Big data are seen as representative of the voice of affected people despite significant critiques about the epistemological, ontological, and ethical limitations of crisis data ... big data during disasters often exclude data from those most affected by a crisis, therefore reproducing inequalities. The lack of representativeness and the presence of temporal and other bias render the use of big data during emergencies potentially harmful.[69]

This example further highlights the stakes of AI applications in sensitive social and political fields. As reiterated by Mariano-Florentino Cuéllar and Aziz Huq in their 2022 essay on democratic AI regulation, it is far from evident at this point how to formulate an adequate democratic response to AI.[70] Further, as Jennifer Raso argues, we would be well advised to approach traditional legal and political theory concepts of agency in a new light and through an engagement with critical data studies and new materialism literature:

This work challenges conventional notions of who, or what, might be responsible for outcomes and who has (or ought to have) agential power. Critical new materialism scholarship, in particular, traces how subjects and objects are enmeshed. Its aims are both illustrative and political: the goal is to show how power functions in the world to make critical political economy analyses (and presumably their transformational outcomes) possible.[71]

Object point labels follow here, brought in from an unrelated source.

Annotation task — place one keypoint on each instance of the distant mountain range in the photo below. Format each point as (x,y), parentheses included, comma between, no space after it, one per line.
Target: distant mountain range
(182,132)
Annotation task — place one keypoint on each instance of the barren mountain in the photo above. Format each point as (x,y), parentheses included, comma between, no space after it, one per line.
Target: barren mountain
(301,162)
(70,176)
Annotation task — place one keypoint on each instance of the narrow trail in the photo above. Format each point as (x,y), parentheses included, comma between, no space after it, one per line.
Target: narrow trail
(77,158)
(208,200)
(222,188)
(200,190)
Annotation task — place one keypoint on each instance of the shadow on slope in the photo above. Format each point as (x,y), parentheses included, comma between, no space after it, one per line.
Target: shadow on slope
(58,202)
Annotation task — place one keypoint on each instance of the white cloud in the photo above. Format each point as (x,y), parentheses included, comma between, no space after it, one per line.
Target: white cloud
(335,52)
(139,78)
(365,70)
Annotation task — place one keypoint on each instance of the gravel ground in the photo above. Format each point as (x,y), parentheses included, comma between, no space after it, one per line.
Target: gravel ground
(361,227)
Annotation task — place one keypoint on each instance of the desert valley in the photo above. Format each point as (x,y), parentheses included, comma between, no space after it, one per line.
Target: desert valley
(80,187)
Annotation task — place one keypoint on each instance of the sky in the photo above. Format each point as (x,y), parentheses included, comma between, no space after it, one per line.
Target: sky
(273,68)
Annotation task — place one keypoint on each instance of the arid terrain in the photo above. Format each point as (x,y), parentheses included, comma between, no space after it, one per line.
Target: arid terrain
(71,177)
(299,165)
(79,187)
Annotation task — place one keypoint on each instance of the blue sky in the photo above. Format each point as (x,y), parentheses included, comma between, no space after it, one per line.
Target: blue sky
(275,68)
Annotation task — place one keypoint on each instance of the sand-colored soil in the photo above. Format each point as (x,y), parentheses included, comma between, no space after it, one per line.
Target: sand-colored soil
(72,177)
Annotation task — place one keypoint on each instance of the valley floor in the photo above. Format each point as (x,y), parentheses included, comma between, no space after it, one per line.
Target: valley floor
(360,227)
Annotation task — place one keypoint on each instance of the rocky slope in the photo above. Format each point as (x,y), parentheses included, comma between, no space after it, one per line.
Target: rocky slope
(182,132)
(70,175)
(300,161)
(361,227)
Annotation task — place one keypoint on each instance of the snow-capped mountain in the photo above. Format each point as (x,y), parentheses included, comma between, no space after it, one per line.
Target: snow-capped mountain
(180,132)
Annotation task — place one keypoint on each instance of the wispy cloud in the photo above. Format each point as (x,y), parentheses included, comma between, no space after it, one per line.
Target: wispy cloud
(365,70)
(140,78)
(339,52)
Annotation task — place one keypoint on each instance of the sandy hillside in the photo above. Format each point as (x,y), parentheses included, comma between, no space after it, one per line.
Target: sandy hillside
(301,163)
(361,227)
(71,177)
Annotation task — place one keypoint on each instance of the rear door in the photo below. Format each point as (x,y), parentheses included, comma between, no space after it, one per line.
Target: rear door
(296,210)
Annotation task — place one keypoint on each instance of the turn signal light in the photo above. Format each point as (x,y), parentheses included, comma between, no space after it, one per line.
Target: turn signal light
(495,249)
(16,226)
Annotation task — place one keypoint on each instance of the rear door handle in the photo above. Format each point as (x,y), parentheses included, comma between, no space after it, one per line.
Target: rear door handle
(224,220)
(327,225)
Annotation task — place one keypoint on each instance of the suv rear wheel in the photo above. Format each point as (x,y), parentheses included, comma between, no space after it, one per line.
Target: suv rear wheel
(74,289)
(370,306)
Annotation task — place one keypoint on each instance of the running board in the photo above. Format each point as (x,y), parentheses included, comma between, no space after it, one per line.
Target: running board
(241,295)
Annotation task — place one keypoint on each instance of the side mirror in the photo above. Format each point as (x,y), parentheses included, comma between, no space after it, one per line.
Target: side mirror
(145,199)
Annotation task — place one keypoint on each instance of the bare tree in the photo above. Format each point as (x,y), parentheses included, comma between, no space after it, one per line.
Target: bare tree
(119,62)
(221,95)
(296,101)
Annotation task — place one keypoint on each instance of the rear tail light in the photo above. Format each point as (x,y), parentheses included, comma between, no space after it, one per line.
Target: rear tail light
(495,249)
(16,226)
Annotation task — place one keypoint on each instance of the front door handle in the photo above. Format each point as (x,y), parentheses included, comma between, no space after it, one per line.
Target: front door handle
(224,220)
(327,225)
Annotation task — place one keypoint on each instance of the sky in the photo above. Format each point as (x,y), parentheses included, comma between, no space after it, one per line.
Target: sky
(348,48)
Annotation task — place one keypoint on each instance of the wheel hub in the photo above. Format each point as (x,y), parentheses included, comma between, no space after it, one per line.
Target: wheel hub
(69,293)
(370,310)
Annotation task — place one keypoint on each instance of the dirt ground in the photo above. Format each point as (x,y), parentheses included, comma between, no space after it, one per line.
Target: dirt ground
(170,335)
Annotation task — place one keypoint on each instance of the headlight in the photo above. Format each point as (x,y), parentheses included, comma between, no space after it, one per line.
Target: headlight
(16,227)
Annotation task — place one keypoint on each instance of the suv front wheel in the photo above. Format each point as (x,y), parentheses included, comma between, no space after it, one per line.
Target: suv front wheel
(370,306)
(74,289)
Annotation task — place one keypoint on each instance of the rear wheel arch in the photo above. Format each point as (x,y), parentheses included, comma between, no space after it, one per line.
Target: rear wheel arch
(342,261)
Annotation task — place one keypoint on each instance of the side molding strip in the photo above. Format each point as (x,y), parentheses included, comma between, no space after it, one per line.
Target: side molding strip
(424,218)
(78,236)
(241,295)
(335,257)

The gradual and seemingly irreversible shift to ADM in the aforementioned example in the humanitarian aid space—as well as the other examples in loan distribution, recruitment, or border control—presents formidable normative and ethical challenges for a liberal political theory, for which the (rule of) law is a key component in the organization of daily democratic practice.[72] By significantly extenuating the dynamics of a growing number of sensible transactions being assumed by market actors as already, say, in the areas of electronic, “blockchain” contracting or in the increasing use of AI in commercial arbitration,[73] ADM unleashes its dynamics in highly sensitive areas, ranging from bail and imprisonment conditions to decisions regarding access to mortgages, employment, or health care.[74] A key concern here is the difficulty to create adequate forms of public oversight and democratic control of algorithmic governance processes.[75]

While, as noted earlier, such processes of replacing human choice with robots’ ADM remain the subject of critical investigation, there is another dimension to this shift, which is bound to further undermine basic but essential tenets of representative and accountable political legitimacy. This lies not merely in how AI destabilizes systems of accountability and authority, but is also seen to have become a space where decisions are produced (“output”) while the totality of data it draws on (“input”) is impossible to account for.[76] That space is not obviously congruent with what lawyers call legal jurisdiction. AI’s space-creating ability, in which the gathering (“extraction”), processing, and applying of data is possible without almost any human input fundamentally redraws the confines of the realm in which we once learned to engage the differences between government and governance in the context of increasing delegation of public authority (and legitimacy) to private actors.[77] It remains to be seen which lessons we can draw from that experience as we search for adequate regulatory frameworks for the emerging power infrastructures fuelled by AI.[78]